Compatibility: Schema stitching can be used with any GraphQL implementation, whereas schema federation is only available on the Apollo platform. This means that schema stitching may be a better option if you are using a different GraphQL implementation or if you want to use a mix of different GraphQL implementations in your schema.
Customization: With schema stitching, you can write custom code to merge the individual schemas in any way you want. This allows you to add custom logic and behaviour to the schema stitching process, which can be useful for complex or specialized GraphQL APIs.
Open source: all Mesh code is open source, so anyone could see and fork them as they see fit.
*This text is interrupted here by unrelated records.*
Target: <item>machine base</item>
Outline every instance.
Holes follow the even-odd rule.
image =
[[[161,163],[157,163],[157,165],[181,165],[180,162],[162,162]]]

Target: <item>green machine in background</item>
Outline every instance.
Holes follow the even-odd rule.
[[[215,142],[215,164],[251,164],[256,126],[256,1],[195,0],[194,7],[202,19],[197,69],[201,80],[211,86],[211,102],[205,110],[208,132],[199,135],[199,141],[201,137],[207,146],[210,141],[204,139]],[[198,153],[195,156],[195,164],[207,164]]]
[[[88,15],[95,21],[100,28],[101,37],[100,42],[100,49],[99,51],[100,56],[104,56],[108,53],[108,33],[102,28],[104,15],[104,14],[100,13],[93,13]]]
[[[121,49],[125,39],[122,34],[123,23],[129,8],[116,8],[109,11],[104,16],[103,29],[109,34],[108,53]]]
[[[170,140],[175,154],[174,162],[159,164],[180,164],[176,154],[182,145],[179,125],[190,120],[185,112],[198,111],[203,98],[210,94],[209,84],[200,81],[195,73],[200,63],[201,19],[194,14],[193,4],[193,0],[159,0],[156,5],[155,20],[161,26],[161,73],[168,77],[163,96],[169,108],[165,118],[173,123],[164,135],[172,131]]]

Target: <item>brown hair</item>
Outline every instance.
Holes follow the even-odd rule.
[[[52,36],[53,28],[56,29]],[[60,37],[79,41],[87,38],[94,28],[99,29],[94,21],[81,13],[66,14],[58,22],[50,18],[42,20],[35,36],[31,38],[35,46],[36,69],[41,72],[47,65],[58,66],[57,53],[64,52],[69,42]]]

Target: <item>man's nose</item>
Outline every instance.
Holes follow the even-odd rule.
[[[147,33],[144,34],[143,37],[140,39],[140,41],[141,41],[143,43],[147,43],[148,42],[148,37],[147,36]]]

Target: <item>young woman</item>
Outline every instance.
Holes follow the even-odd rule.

The Guild even said they'll be making Hive (schema registry) open source as well.

Conclusion

Choosing the approach is important, but it is also worth thinking about the tools behind them as well. From our research, if you want to go with schema stitching then GraphQL Mesh is the only implementation right now, and similarly Apollo Federation is the only choice if you pick schema federation. While GraphQL Mesh gets additional points for being open source, it is still a few steps behind Apollo both in terms of scale and software maturity. For example, many of the Mesh packages are still not following Semantic Version at the time of writing, however, based on their roadmap this might not be the case for long. Until then, Apollo might be the better choice for teams wanting a stable platform to build their GraphQL services.

As mentioned in the "How is it different to schema stitching?" section, the two approaches use different governance models. If you work in a large company, then I would suggest Federation because sooner or later you will reach a point where a single GraphQL team isn't enough to provide support, maintenance and development to meet the demand from all the consumers and data providers. Handling schema changes is not only time-consuming but requires careful coordination, in my team we found ourselves spending a decent amount of time preventing breaking changes and supporting new schema releases. In smaller companies or even medium-sized companies (several consumers and data providers instead of tens or even hundreds), schema stitching provides more flexibility and be more easily slotted into an existing REST backend architecture.

Ultimately, the choice between schema stitching and schema federation will depend on the specific needs of your application, so it's important to evaluate both options and choose the one that best fits your requirements. This is the perfect situation to create PoCs and test out each approach before committing.